In the changing business environments, there is a need for a company to have adequate working capital to take advantage of the opportunities offered by the market. Debt is a fast way of getting financing amount thus a company can fully enjoy benefits brought by the market situation. Taking advantage of a prevailing condition results in an improved business and increased gains in a company; the net effect is an increased value on shareholders. To qualify for a loan, a business must satisfy its shareholders that it has the capability and will to cater for the legal obligation. The psychological approach makes the manager more robust and makes strategic decisions; the success of an organization is dependent on the quality of the decision made by its manager; thus a company will be making major gains from the strategic decisions. One of the major attributes that make a good manager stand out is his or her decisiveness, when managers make effective debt financing decisions, they lay a platform for gauging their effectiveness and decisiveness (Atrill and Jenner, 2009)


Debt is borrowed capital that comes in different forms, the capital come from other parties other than owners of the business and internal capital sources; supporters of classical capital structure theory oppose using debt capital has a positive effect on a company. However, when a company is using debt finance, it enjoys a reduced taxable amount, thus paying low taxes and can take advantage of opportunities offered by industry.


Atrill, M. H. and Jenner., 2009. An Introduction: Accounting 4. Boston: Pearson Education Inc.

Bill, C.and McKeith, J., 2009. Financial Accounting & Reporting.
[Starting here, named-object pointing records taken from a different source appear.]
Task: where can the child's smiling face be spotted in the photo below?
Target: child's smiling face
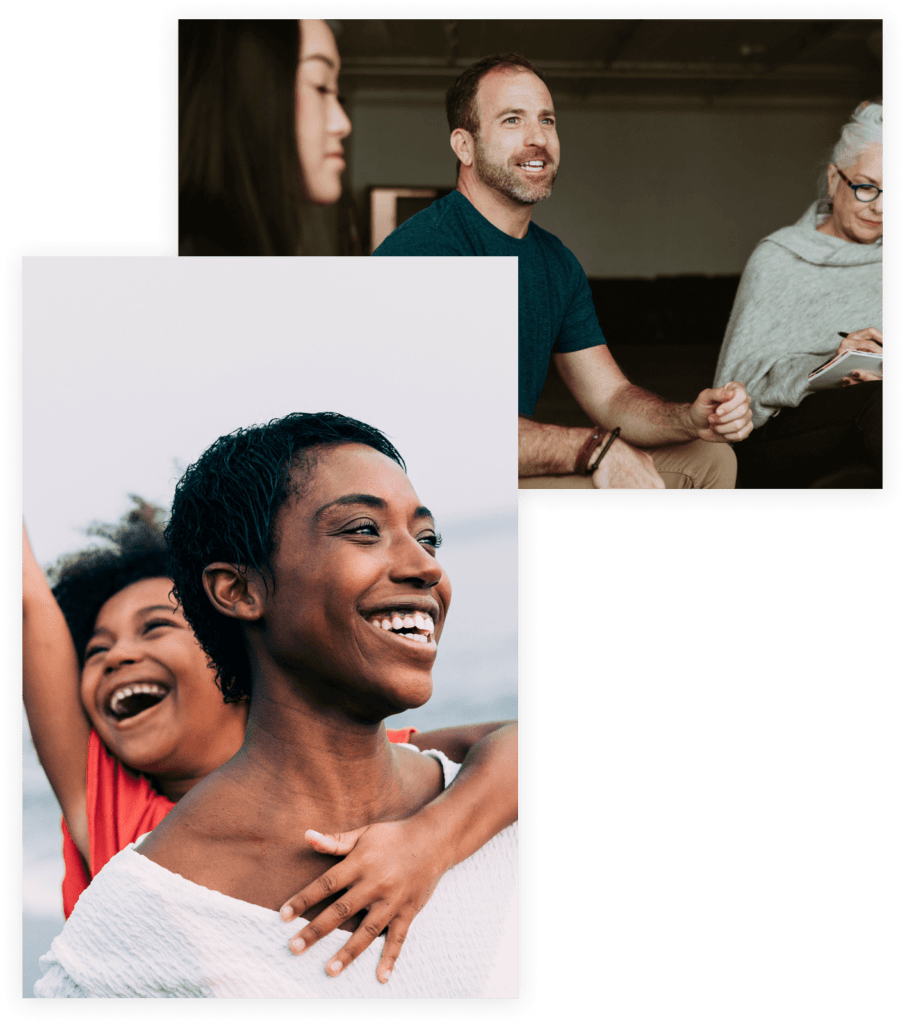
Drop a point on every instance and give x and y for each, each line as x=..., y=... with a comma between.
x=149, y=692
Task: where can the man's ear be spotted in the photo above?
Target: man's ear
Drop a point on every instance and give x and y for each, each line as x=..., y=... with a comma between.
x=234, y=592
x=463, y=145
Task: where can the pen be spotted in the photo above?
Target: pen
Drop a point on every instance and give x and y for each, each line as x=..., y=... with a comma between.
x=845, y=334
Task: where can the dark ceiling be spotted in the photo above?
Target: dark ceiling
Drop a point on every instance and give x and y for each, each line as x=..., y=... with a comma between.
x=823, y=60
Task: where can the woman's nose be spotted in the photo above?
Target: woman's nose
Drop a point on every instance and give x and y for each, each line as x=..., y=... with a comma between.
x=122, y=651
x=340, y=125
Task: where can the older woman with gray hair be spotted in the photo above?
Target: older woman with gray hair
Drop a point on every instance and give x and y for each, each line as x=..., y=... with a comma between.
x=810, y=292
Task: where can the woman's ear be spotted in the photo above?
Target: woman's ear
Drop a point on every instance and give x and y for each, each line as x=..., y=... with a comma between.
x=463, y=145
x=234, y=592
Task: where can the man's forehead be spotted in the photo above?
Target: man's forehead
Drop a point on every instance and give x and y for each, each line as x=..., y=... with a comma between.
x=499, y=86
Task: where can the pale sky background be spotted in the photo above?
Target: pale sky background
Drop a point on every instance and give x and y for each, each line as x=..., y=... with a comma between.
x=133, y=366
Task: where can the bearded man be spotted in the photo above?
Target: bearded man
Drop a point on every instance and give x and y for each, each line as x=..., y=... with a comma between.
x=503, y=129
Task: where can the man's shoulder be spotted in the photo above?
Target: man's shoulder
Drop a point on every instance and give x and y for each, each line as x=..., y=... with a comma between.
x=552, y=244
x=433, y=231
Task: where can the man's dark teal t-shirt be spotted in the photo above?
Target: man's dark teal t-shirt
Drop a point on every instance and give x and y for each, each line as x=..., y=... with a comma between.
x=555, y=308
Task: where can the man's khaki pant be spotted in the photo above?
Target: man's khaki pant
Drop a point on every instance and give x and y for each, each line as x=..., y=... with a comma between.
x=696, y=465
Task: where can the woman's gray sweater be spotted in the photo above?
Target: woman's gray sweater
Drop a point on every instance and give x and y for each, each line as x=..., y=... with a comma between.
x=799, y=290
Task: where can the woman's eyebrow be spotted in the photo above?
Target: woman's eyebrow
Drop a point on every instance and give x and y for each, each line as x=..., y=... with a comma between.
x=320, y=56
x=141, y=611
x=370, y=501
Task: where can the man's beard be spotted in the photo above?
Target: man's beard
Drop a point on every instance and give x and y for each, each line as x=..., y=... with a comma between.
x=507, y=180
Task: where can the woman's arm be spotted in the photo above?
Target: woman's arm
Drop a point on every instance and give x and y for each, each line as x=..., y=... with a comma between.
x=50, y=691
x=393, y=867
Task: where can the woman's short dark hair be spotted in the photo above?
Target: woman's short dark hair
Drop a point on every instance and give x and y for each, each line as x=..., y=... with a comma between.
x=240, y=176
x=461, y=104
x=225, y=509
x=86, y=581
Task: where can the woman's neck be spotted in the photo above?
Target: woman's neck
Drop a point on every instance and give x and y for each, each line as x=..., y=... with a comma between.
x=325, y=761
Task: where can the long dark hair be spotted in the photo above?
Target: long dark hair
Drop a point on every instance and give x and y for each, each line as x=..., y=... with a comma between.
x=240, y=177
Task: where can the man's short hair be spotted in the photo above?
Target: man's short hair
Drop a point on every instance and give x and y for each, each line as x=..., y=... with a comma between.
x=225, y=509
x=461, y=105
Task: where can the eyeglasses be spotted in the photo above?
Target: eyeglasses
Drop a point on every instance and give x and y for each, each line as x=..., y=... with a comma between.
x=864, y=194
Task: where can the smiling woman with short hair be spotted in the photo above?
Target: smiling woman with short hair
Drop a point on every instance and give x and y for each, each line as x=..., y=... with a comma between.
x=307, y=566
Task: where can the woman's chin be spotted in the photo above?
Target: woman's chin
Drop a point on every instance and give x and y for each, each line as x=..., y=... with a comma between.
x=324, y=193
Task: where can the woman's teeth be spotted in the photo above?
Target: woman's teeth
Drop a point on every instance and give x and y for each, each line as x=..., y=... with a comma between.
x=416, y=625
x=130, y=700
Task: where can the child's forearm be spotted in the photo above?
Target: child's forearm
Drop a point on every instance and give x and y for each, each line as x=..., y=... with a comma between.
x=50, y=691
x=482, y=799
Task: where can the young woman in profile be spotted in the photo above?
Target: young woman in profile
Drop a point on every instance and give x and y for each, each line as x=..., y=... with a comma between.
x=260, y=134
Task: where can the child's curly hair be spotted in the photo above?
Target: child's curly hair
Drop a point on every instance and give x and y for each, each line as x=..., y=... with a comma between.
x=85, y=581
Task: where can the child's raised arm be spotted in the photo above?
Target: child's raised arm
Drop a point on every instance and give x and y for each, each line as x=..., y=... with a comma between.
x=50, y=691
x=393, y=867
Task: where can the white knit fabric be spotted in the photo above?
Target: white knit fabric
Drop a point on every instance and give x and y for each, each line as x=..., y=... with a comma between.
x=142, y=932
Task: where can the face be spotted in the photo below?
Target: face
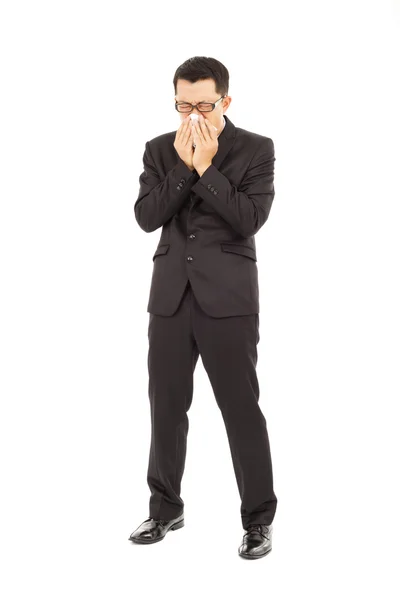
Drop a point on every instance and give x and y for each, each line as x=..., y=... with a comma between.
x=202, y=91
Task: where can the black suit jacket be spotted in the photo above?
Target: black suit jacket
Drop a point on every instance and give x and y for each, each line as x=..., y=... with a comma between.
x=208, y=222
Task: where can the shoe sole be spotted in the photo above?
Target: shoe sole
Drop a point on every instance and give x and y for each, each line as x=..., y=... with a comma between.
x=177, y=525
x=251, y=556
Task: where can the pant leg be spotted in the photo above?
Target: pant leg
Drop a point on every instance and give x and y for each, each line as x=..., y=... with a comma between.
x=228, y=348
x=172, y=359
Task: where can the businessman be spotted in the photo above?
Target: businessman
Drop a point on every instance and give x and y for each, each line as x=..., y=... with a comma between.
x=210, y=186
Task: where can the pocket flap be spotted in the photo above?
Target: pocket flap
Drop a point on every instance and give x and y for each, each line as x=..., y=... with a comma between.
x=239, y=249
x=162, y=249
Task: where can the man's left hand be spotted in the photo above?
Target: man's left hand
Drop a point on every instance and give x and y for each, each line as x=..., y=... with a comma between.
x=205, y=138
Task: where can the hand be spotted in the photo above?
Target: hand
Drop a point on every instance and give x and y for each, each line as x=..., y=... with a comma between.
x=183, y=143
x=205, y=138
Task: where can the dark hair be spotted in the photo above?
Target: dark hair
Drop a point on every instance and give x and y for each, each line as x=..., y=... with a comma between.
x=204, y=67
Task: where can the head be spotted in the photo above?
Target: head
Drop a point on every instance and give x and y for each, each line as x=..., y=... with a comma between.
x=203, y=79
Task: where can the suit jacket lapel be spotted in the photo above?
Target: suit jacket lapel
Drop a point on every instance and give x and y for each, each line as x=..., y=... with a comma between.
x=225, y=142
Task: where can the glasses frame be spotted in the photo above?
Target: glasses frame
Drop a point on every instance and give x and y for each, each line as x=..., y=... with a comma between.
x=214, y=104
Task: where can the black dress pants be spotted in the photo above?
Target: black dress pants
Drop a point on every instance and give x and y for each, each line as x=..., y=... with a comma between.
x=228, y=348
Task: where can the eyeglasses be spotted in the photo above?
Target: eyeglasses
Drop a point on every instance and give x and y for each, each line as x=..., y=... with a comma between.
x=202, y=107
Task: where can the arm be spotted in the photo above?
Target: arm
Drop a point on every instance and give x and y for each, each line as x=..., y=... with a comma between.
x=158, y=199
x=247, y=209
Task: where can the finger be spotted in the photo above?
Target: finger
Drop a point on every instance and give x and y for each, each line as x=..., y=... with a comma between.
x=199, y=133
x=181, y=128
x=210, y=129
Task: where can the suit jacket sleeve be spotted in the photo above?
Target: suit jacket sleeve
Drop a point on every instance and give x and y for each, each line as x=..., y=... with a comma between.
x=245, y=208
x=159, y=199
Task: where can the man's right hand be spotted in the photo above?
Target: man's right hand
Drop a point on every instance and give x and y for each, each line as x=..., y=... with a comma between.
x=183, y=143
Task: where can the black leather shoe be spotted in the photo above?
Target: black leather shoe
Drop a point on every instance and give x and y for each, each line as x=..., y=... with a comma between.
x=154, y=530
x=257, y=541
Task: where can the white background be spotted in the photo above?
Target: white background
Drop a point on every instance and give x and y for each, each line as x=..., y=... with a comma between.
x=83, y=86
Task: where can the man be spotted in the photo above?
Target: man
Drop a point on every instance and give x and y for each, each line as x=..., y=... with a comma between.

New York: McGraw.

Dlabay, R. and Burrow. J. 2007. Business Finance. New York: Cengage Learning.

Fridson, M. and Fernando A.,2002. Financial Statement Analysis: A Practitioner’s Guide.New York: John Wiley.

Helfert, A., 1997. Techniques of Financial Analysis: A Modern Approach. Chicago: Richard D. Irwin, Inc.

McLaney, E., 2009. Business finance: theory and practice. New Jersey: Prentice Hall.

Michael, S., 2006. Advanced Accounting: Concepts & Practice. Issues in Accounting Education, 21(1), 69.

Weygand, J., Kimmel, P. and Kieso, A., 2010. Financial Accounting: IFRS. Illinois: Northern Illinois University.